My movement journey wouldn't have been possible without an initial boost from the kind people of Gold Medal Bodies. They're all genuinely nice people and they have provided useful guidance and support in this project of reconnecting with my body that I mentioned earlier. I'd particularly like to thank Verity Bradford for the help she's been giving me over the past couple of months while I've been working on my free-standing handstand.
Finally, a few words about death and time. The past year has been full of confrontations with the passing of time and the inevitability of death.
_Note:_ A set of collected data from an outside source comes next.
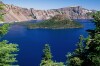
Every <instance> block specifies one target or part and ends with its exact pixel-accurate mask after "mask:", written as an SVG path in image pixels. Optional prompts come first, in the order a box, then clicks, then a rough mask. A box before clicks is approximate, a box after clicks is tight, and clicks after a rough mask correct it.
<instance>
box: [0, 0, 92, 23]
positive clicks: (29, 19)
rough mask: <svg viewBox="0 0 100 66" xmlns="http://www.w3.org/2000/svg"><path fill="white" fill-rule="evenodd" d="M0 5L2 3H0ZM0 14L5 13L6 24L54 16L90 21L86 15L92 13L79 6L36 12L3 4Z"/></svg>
mask: <svg viewBox="0 0 100 66" xmlns="http://www.w3.org/2000/svg"><path fill="white" fill-rule="evenodd" d="M0 4H3V3H2V2H0ZM1 12H3V13H6V14H5V15H4V19H5V21H6V22H13V21H28V20H34V19H38V20H45V19H49V18H51V17H53V16H55V15H66V17H67V18H70V19H91V16H89V15H88V13H91V12H92V11H91V10H88V9H85V8H82V7H80V6H76V7H65V8H59V9H50V10H36V9H33V8H30V9H27V8H21V7H18V6H14V5H8V4H5V7H4V10H3V11H1Z"/></svg>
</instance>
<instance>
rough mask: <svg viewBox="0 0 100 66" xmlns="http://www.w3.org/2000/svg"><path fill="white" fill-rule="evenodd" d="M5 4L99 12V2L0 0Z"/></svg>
mask: <svg viewBox="0 0 100 66" xmlns="http://www.w3.org/2000/svg"><path fill="white" fill-rule="evenodd" d="M2 1H3V2H4V3H6V4H13V5H16V6H20V7H24V8H34V9H41V10H47V9H57V8H63V7H69V6H82V7H83V8H87V9H90V10H92V9H94V10H100V0H2Z"/></svg>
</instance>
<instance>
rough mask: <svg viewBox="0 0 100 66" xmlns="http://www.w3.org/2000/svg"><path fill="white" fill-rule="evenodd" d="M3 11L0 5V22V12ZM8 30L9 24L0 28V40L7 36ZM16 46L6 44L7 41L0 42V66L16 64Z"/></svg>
mask: <svg viewBox="0 0 100 66" xmlns="http://www.w3.org/2000/svg"><path fill="white" fill-rule="evenodd" d="M2 9H3V4H0V21H3V14H2V13H1V10H2ZM8 30H9V24H3V25H1V26H0V39H1V38H2V37H3V36H4V35H5V34H7V32H8ZM17 47H18V45H17V44H12V43H8V41H7V40H3V41H1V42H0V66H15V65H13V63H14V62H17V60H16V57H15V56H16V55H17V54H15V52H17V51H18V48H17Z"/></svg>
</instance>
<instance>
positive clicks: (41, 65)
mask: <svg viewBox="0 0 100 66" xmlns="http://www.w3.org/2000/svg"><path fill="white" fill-rule="evenodd" d="M43 53H44V54H43V58H42V61H41V64H40V66H47V65H50V63H53V61H52V54H51V49H50V46H49V44H45V47H44V49H43Z"/></svg>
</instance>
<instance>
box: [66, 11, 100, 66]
mask: <svg viewBox="0 0 100 66" xmlns="http://www.w3.org/2000/svg"><path fill="white" fill-rule="evenodd" d="M93 18H94V22H95V25H96V28H95V30H87V31H88V32H89V37H87V38H86V39H84V38H83V37H82V36H81V37H80V40H79V43H78V45H77V49H76V50H75V51H74V52H73V53H69V54H68V55H67V58H68V60H67V64H68V66H100V12H96V13H94V14H93Z"/></svg>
These confrontations have taken various shapes and forms and have been closer to home as well as further afield. This is always a useful reminder, I feel. I reread Seneca's essay On the Shortness of Life this year and that helped drive the message home. But it's easy to forget. To help with that, I'm really glad to have been using a MyTikker watch for the second half of the year. It's a little bit like that chart of a human life in weeks that did the rounds earlier this year. On the watch, one row of digits shows the current time, and the other two show a countdown (based on statistical estimates calculated using a questionnaire) of the time you have left in your life. Of course, things can always happen out of the blue. You can't do much to prevent that. But to push back against the passing of time, death works to jog the mind. So now, every time I look down to check the time, I'm reminded that time is passing, that our days are short.